Hacettepe Üniversitesi Güzel Sanatlar Fakültesi Seramik Bölümü’nde 2010 yılından beri ders veren Güney Koreli seramikçi Kim Yongmoon bir süredir mücadele ettiği kansere yenik düşerek yaşamını yitirdi. Türkiye’yi vatan belleyen Yongmoon vasiyeti üzerine Karşıyaka Yabancılar Mezarlığı’nda toprağa verildi.

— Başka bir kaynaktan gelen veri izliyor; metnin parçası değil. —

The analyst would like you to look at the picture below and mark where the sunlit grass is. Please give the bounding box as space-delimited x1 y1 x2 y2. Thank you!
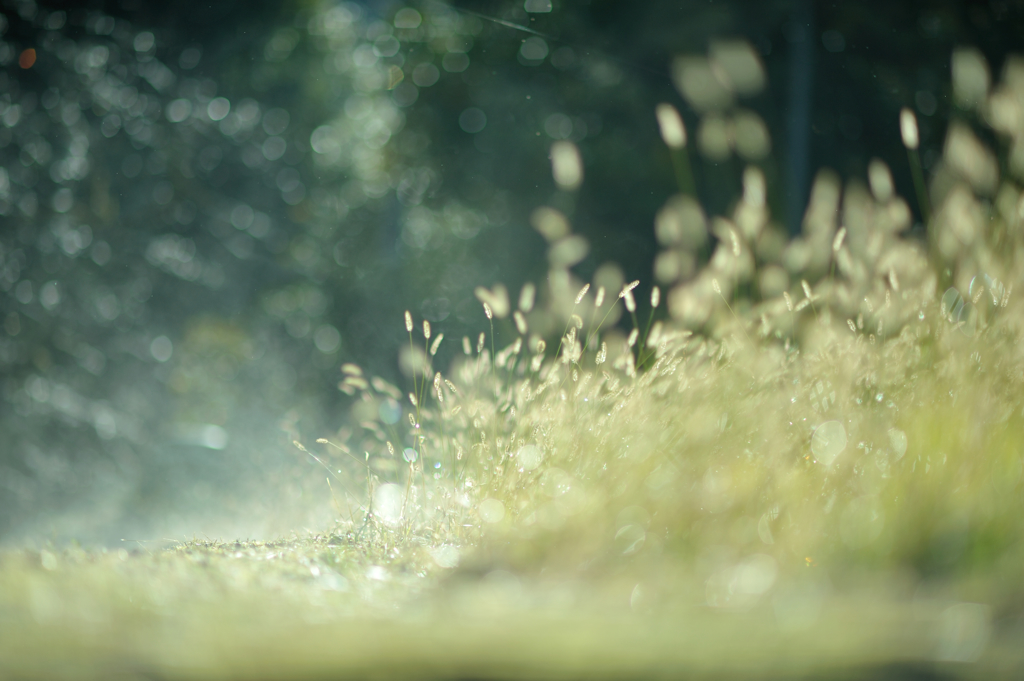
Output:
6 45 1024 678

H.Ü. Seramik ve Cam Bölümü’nde 15 yıldır ders veren Kim Yongmoon, gerçek bir çanak ustasıydı. Kore kültüründe “macsabal” adını taşıyan ve yaşamın bir parçası olan çanakları, 30 yıldan daha uzun bir süredir düzenlediği sempozyumlarla tüm dünyaya tanıtmaya çalışıyordu. 1998-2020 yılları arasında 50’den fazla kişisel sergi açtı. Kore, Çin ve Türkiye’de, yaratıcısı olduğu Macsabal sempozyumlarını 24 kez organize etti. Hacettepe Üniversitesi’nde her yıl düzenlenen Macsabal sempozyumlarında bir araya gelen çağdaş sanatçıların yapıtlarının törensel bir biçimde pişirildiği fırını da o inşa etmişti.
ANADOLU’DAN ETKİLENDİ
Yongmoon’un Türk seramiği ile ilgili ilk izlenimleri Anadolu Medeniyetleri Müzesi’ndeki seramikler ve pişmiş toprak figürinlerdi, bunlardan çok etkilenmişti. Sanatçı sadece tornada şekillendirdiği çanaklar yapmıyor, seramik karolar üzerine çok renkli doğa resimleri ile geleneksel Kore kâğıtları üzerine siyah mürekkeple soyut doğa desenleri de çiziyordu. Modern bir şaman diyebileceğimiz Kim Yongmoon’un doğayla derin bir bağı vardı ve bu tüm yapıtlarına yansıyordu. Zaman zaman gerçekleştirdiği performanslarda doğa ve insan arasındaki bağı vurguluyordu. Geçen yıl Uluslararası Seramik Bienali sırasında Bursa’daki Tofaş Anadolu Arabaları Müzesi’nin bahçesindeki 700 yıllık bir anıt ağacın altında bir başka Koreli sanatçı Kim Hyeokyoung ile bir performans sergilemişti. “Bu ağaç 700 yıldır bu topraklara enerji veriyor. Aynı şekilde insanlar bu ağaçtan enerji alıyor” derken kendisi için de bir tür şifa ritüeli olmasını dilemiştik. *
‘SAF VE KORUNMASIZDI’
H.Ü. Seramik Bölüm Başkanı Doç. Dr. Mutlu Başkaya dostu Kim Yongmoon’a hastalıkla mücadele etmeye başladığından beri en büyük desteği veriyordu. Aslına bakılırsa sadece hastalık sürecinde değil, Türkiye’deki yaşamı boyunca desteğini hiç eksik etmedi. “Paylaşımcı ve insanlara kolay güvenmesinden olacak ki bana kendisini hep saf ve korunmasız hissettirmişti. Bu yüzden onu her şeyden koruyup kollamaya çalıştım” diyen Başkaya, meslektaşının ne kadar üretken ve çalışkan olduğunu da vurguluyor: “Kim’in sabahları beni ilk gördüğünde günaydın dedikten hemen sonra ‘I have an idea’ (Bir fikrim var) diyemeyeceğini düşünmek, beni uzay boşluğundaymışım gibi bir hisse sürüklüyor. Aslında her gün yeni bir fikrinin olması ve bu fikirleri gerçekleştirme isteği kanserle mücadelesinde kendisine avantaj sağlamış ve beklenenden daha uzun yaşamıştır diye düşünüyorum. Yeni fikirlerini gerçekleştirmeden rahat edemeyen, çalışmadan mutlu olamayan bir kişiliğe sahipti. Eğlenceliydi ve keyifle çalışırdı ama işini yaparken ve öğretirken çok ciddiydi.” H.Ü. Seramik ve Cam Bölümü, Kim Yongmoon’a kendisinin inşa ettiği Macsabal Odun Fırını’nın önünde veda etti. Ardından cenazesi Karşıyaka Yabancılar Mezarlığı’nda toprağa verildi. Bu tam da kendisinin istediği şeydi, vatan bellediği Türkiye topraklarına gömülmek. Kim Yongmoon bu ülkeyi çok sevdi, biz de onu. Unutulmayacak.